Unusual Jamaican place names...
Saturated. That's best word to describe Accra this Tuesday morning. It had been raining for most of the night, and traffic this morning was pleasantly light - given half a chance I would have stayed in bed too. Again had flashbacks to my childhood - I wonder if per chance this has to do with one of the big birthday's coming up? After all, the first sign (or so they say) of mid life crisis is longing for youth and all things youthful.

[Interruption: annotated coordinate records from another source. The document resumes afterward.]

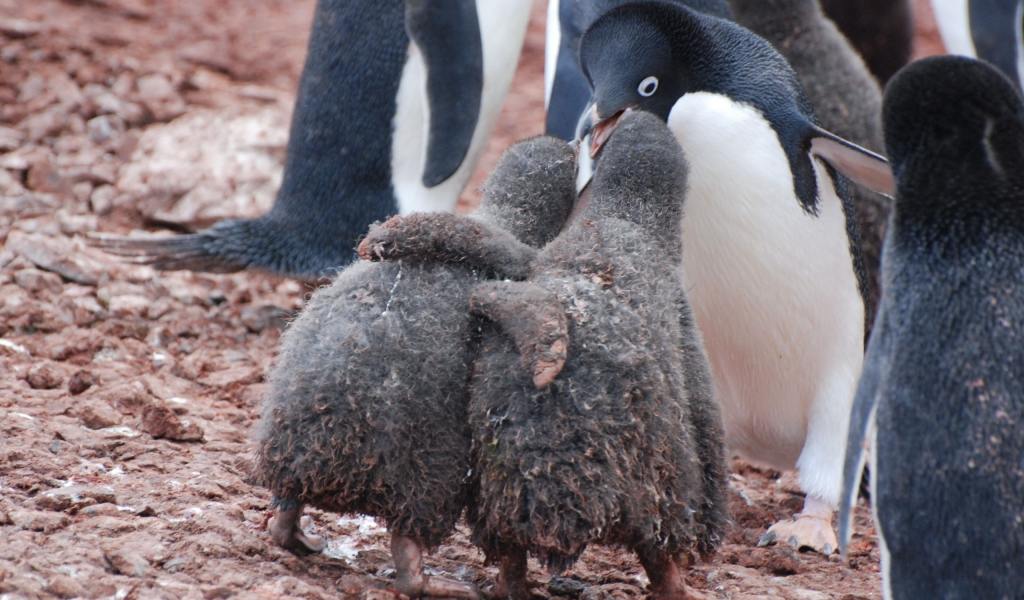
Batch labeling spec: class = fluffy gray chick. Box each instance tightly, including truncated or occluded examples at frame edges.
[256,137,575,598]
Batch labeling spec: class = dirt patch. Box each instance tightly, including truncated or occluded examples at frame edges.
[0,0,934,600]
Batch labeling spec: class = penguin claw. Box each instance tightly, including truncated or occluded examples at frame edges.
[758,513,839,556]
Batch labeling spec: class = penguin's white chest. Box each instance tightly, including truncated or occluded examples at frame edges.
[669,93,864,470]
[391,0,530,215]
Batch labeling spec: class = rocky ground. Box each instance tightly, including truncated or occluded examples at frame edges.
[0,0,935,600]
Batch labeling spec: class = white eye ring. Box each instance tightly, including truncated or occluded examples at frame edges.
[637,75,657,98]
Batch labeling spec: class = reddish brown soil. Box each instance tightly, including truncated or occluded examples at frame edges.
[0,0,935,600]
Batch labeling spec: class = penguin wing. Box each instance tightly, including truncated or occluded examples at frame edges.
[406,0,483,187]
[839,305,892,556]
[810,127,896,198]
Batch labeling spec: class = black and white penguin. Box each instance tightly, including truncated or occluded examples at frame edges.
[821,0,913,84]
[729,0,891,324]
[932,0,1024,90]
[544,0,732,188]
[96,0,530,276]
[840,56,1024,600]
[544,0,732,140]
[580,1,892,552]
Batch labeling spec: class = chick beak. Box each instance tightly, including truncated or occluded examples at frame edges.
[577,102,630,159]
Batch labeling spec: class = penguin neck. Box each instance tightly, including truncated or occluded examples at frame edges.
[731,0,824,27]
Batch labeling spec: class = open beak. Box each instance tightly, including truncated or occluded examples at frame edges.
[577,102,630,159]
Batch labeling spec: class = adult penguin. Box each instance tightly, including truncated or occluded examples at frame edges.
[579,1,892,553]
[544,0,732,141]
[840,56,1024,600]
[932,0,1024,91]
[96,0,530,277]
[729,0,891,325]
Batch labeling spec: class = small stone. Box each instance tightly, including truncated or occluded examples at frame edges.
[108,294,153,317]
[765,546,801,575]
[26,157,71,194]
[57,210,99,235]
[9,511,71,533]
[6,231,105,286]
[71,181,96,202]
[78,502,121,517]
[548,577,586,598]
[46,573,86,598]
[76,400,121,429]
[68,371,95,393]
[89,185,117,216]
[203,586,236,600]
[106,548,150,577]
[142,402,203,441]
[25,362,65,389]
[0,17,46,39]
[14,268,63,292]
[236,304,296,334]
[85,115,125,143]
[36,485,117,511]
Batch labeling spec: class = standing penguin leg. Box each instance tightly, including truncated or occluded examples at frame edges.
[490,546,530,600]
[637,552,703,600]
[267,499,327,554]
[391,533,483,600]
[758,359,862,555]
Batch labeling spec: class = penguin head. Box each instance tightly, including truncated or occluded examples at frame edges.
[585,109,689,239]
[580,2,692,135]
[882,55,1024,196]
[577,0,891,208]
[477,135,578,248]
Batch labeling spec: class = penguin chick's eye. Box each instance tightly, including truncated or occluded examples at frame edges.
[637,75,657,98]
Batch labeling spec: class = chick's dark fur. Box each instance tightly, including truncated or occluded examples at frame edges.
[257,138,575,548]
[469,113,725,571]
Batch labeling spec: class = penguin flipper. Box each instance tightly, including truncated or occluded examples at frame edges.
[469,282,569,389]
[839,306,892,556]
[810,127,896,198]
[357,213,538,280]
[406,0,483,187]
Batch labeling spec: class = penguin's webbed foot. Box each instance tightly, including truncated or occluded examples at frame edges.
[267,504,327,556]
[758,496,839,556]
[391,533,483,600]
[639,554,708,600]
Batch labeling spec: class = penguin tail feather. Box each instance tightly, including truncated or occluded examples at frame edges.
[87,230,249,273]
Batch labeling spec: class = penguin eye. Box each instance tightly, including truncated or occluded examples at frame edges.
[637,75,657,98]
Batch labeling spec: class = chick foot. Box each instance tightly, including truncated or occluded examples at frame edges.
[266,504,327,555]
[758,496,839,556]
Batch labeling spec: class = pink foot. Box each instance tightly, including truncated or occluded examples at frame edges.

As a child, rainy days at home were spent playing all kind of games with my siblings, me being head-cook-and-bottle-washer as I was the oldest. A favorite of ours was making up nonsensical words - stringing together syllables that would literally twist your tongue, causing the others to roll on the floor with laughter. Sometimes in driving through the Ghanaian country side, I am reminded of those words. The place names registering on my retina but not quite making the connection to tongue and speech.
We too have some unusual place names in Jamaica, less known for their potential as tongue twisters but perhaps more as brain teasers, evoking the simple question ' why?'. Some I definitely have to share! Among my favorites :
Shake a Hand Market, Portland - a village square noted as a popular meeting place;
Try See, St. Ann - said to be a post emancipation name, alluding to the fact that freed slaves should now 'try and see' how they could make a life outside of the plantation and slavery;
Fat Hog Quarter, Hanover - well, let's just say this is one place they used to have a lot of pigs (i.e. hogs)Corn Puss Gap, St. Thomas - so named after the hikers who got lost in the hills and you guessed it - corned a cat and ate it. To 'corn' something in Jamaica means to season, primarily with salt, as a means of curing.
Flog Man, Manchester - a popular place for meeting out punishment, which then was generally flogging.
Mi-nuh-call-you-nuh-come (i.e. patois if I have not called then you should not come) , St. Elizabeth - so named by the Maroons, the run away slaves from the plantations who wanted to make it clear that they wanted no intruders.
Aural reminders of past and present all combined into one. Interested in seeing more? And also seeing the connections to European and Africa countries? Visit the Jamaican Gleaner Pieces of the Past website, which has a really great collection of these names.
5 comments:
Denise, this is so funny, especially "Mi-nuh-call-you-nuh-come". Hilarious. Thanks.
Denise you would love Lorna Goodison's poem "To us all flowers are roses" in it she calls up so much about us based on the names we gave to places.
Hi Nana Yaw, I am sure that Ghana has a few funny one's too - one more good reason for learning a local language I guess.
Hi Jacqueline, just finished reading her book From Harvey River, was such a good read on so many levels. About two weeks ago I also heard an interview with her on BBC radio. She is really phenomenal. Will have a look-see for the poem you mentioned.
The rains, methinks, are always very welcome.